The stable retrieval contract is documented in
[`schemas/response.schema.json`](schemas/response.schema.json) and explained in
[`docs/response-schema.md`](docs/response-schema.md).

### Environment variables

| Variable | Purpose | Default |
| --- | --- | --- |
| `AUSECON_CACHE_DISABLED` | Set to `1` / `true` / `yes` to turn off **all** caching (memory and disk). Useful for debugging. | unset (caching on). |
| `AUSECON_LOG_LEVEL` | Logger level for the `ausecon_mcp` namespace (`DEBUG`, `INFO`, `WARNING`, `ERROR`). `DEBUG` enables cache-hit/miss events. | `INFO`. |

The on-disk cache location is fixed to the platform app-cache directory
(`~/.cache/ausecon-mcp/` on Linux, `~/Library/Caches/ausecon-mcp/` on macOS).
`AUSECON_CACHE_DIR` is no longer supported.

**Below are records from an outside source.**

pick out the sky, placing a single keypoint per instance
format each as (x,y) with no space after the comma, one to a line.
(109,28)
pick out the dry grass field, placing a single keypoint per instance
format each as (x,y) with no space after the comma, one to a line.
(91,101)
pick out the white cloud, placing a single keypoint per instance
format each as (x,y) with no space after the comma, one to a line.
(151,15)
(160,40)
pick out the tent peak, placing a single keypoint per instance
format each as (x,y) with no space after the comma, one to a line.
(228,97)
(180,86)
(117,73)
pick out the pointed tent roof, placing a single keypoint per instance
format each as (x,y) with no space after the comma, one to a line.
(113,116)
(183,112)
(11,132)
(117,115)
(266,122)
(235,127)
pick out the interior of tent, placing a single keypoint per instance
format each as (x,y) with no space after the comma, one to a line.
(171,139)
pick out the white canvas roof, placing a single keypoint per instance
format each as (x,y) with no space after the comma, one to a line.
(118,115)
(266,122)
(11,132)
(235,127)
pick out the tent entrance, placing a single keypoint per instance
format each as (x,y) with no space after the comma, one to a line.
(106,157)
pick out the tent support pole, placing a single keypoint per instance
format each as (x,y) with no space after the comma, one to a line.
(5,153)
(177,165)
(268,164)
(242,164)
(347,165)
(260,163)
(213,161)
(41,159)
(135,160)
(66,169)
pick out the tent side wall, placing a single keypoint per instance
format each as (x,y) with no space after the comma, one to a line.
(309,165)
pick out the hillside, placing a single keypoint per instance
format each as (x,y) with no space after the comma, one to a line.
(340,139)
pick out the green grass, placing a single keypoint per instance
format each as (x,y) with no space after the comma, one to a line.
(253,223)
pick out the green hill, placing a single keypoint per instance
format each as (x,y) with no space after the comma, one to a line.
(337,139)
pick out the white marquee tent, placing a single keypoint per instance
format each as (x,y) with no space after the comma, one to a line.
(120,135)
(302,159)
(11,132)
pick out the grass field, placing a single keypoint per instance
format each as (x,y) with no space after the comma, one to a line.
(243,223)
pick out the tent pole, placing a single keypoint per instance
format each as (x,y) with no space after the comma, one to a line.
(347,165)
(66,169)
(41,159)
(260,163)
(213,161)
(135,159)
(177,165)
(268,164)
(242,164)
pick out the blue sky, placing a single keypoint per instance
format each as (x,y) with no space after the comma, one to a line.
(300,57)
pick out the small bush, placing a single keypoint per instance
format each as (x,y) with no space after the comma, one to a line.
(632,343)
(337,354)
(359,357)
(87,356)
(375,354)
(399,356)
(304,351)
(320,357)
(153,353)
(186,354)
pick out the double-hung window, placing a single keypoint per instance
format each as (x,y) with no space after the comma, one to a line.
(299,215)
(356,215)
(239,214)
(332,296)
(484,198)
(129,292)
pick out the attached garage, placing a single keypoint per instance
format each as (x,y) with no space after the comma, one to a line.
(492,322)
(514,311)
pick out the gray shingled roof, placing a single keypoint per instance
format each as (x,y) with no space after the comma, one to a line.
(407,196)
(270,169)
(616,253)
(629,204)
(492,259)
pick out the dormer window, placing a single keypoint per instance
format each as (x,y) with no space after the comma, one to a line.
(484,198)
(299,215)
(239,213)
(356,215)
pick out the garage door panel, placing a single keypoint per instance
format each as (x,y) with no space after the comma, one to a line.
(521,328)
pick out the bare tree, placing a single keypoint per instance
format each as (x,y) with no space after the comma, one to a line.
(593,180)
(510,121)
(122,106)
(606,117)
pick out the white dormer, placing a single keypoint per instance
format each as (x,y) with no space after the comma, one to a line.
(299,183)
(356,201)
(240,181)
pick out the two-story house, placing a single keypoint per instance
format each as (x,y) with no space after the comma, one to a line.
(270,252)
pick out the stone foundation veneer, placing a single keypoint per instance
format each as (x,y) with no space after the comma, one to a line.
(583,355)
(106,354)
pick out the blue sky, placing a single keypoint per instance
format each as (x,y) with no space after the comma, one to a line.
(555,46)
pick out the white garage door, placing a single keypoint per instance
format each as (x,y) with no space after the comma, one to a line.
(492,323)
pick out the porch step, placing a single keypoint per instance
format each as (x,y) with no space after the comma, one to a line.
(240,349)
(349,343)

## Upgrading From Pre-v0.8.0

If you used a release earlier than `v0.8.0`, the main operational change is the cache-root
behaviour:

- `AUSECON_CACHE_DIR` is no longer supported.
- on-disk cache writes now stay under the platform app-cache directory for the server
  (`~/.cache/ausecon-mcp/` on Linux, `~/Library/Caches/ausecon-mcp/` on macOS).
- this is a behavioural hardening change only; the MCP tool, resource, and prompt surface is
  unchanged.

If you previously redirected the cache into a mounted volume, shared directory, or CI-specific
path, update that operational setup before upgrading.

## Development

Python 3.12 is recommended for local development, and the package metadata and CI matrix support
Python 3.10+.

Install the development environment:

```bash
uv sync --python 3.12
```

Run the test suite:

```bash
uv run pytest
```

Run linting:

```bash
uv run ruff check src tests
```

## Repository Structure

```text
src/ausecon_mcp/
  catalogue/   Curated ABS and RBA discovery metadata
  parsers/     Source-specific parsers for ABS and RBA payloads
  providers/   HTTP retrieval and cache-aware source adapters
  cache.py     Dual-layer TTL cache (memory + on-disk JSON)
  logging.py   JSON-lines stderr logger for the ausecon_mcp namespace
  models.py    Shared normalised data structures
  server.py    FastMCP server entry point and tool registration
tests/
examples/
```

## Releasing

If you want to publish a release from this repository:

1. ensure the release-ready state is committed, including any changelog updates
2. bump `server.json` (`version` + `packages[0].version`) to the new `X.Y.Z` so the MCP registry stays in sync with PyPI; the hygiene test enforces that `server.json` matches the top `CHANGELOG.md` entry
3. create a git tag in the repository's `vX.Y.Z` format on the intended release commit
4. push the branch and the tag to GitHub
5. allow the `Release` workflow to build and publish the tagged version
6. draft the GitHub Release notes from that tag
7. re-publish `server.json` to the MCP registry with `mcp-publisher publish` so downstream directories (PulseMCP, etc.) re-scrape the new version

The package version is derived from git tags via `hatch-vcs`, so you do not manually edit a target
version in `pyproject.toml` when cutting a release.

This repository's existing releases use lightweight tags, so a typical release sequence is:

```bash
git tag vX.Y.Z
git push origin main
git push origin vX.Y.Z
```

Once the tag is on GitHub, you can create the release in the GitHub interface under
"Releases" -> "Draft a new release".